As we saw in the previous lecture, the traditional parallel PCI bus eventually hit a physical speed ceiling around 66 MHz. To address the relentless demand for higher bandwidth without abandoning the massive existing ecosystem of PCI hardware and software, the industry introduced PCI-X (PCI-eXtended).
PCI-X was designed as a logical extension of the PCI architecture, maintaining complete backward compatibility while drastically improving bus performance and efficiency. Here is a look at the engineering innovations that allowed PCI-X to push parallel bus bandwidth up to 4 GB/s.
Beating the Clock with Registered Inputs
To push clock frequencies higher than 66 MHz, engineers had to find a way to shrink the required “timing budget” of the bus. The traditional PCI model used “non-registered inputs,” which required a relatively long signal setup time (about 3 nanoseconds) at the receiver.
PCI-X solved this by using registered inputs. By registering (or latching) all input signals with a Flip-Flop at the input pin of the target device, PCI-X reduced the required signal setup time to less than 1 nanosecond. Additionally, PCI-X implemented internal Phase-Locked Loops (PLLs) to provide phase-shifted clocks, allowing outputs to be driven slightly earlier and inputs to be sampled slightly later.
These clever timing tricks bought enough time for signal propagation to allow the shared parallel bus frequency to be successfully doubled to 133 MHz (achieving roughly 1 GB/s). Later, the PCI-X 2.0 revision achieved staggering peak data rates of up to 4 GB/s by implementing a source-synchronous clocking model that supported Dual Data Rate (DDR) and Quad Data Rate (QDR) transfers.
Maximizing Efficiency with the Split-Transaction Model
Increasing the raw clock speed was only half the battle; PCI-X also fundamentally changed how devices handled delays. In legacy PCI, if a target device wasn’t immediately ready to return requested data, it would either stall the entire bus by inserting “Wait States” or force the initiator to repeatedly “Retry” the transaction. Both methods wasted valuable bus time.
PCI-X introduced the highly efficient Split-Transaction Model, which explicitly divides communicating devices into two roles: the Requester and the Completer.

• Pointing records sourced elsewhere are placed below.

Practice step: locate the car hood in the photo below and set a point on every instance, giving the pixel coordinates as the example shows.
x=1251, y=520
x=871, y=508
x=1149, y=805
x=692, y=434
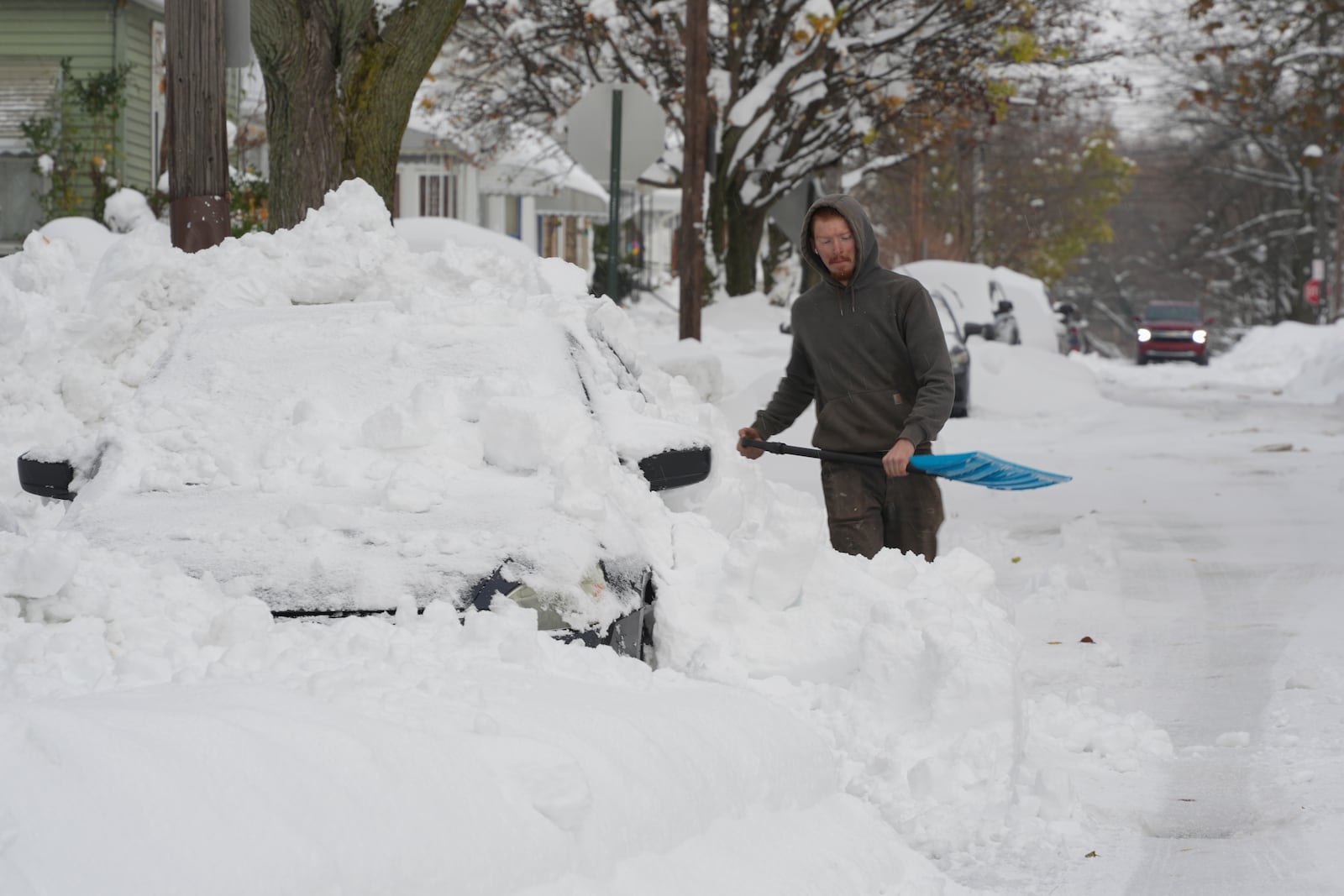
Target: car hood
x=344, y=457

Here is how it completely eliminated bus stalling:
- The Request: The Requester initiates a read transaction on the bus.
- The Split Response: If the Completer cannot return the data immediately, it memorizes the transaction details and issues a “split response”.
- Freeing the Bus: The Requester receives this response, puts the transaction in a queue, and completely releases the bus to the idle state. The bus is now free for other devices to use, and the Requester is free to do other work—including initiating new requests.
- The Split Completion: Once the Completer has finally gathered the requested data, it arbitrates for bus ownership and initiates a “split completion” bus cycle to deliver the data back to the Requester.
The Attribute Phase and Overall Efficiency
To make the Split-Transaction model possible, PCI-X added a new Attribute Phase to the beginning of each transaction. During this phase, the Requester broadcasts critical information, including exactly how much data it wants (the byte count) and its unique identity (its Bus, Device, and Function number). Because the Completer knows exactly who asked for the data and how much is needed, it can successfully target the correct device later with the split completion.
By preventing devices from holding the bus hostage while waiting for data, these protocol enhancements drastically increased real-world throughput. While standard PCI generally hovered around 50% to 60% transfer efficiency, the PCI-X protocol pushed bus utilization efficiency to an impressive 85%.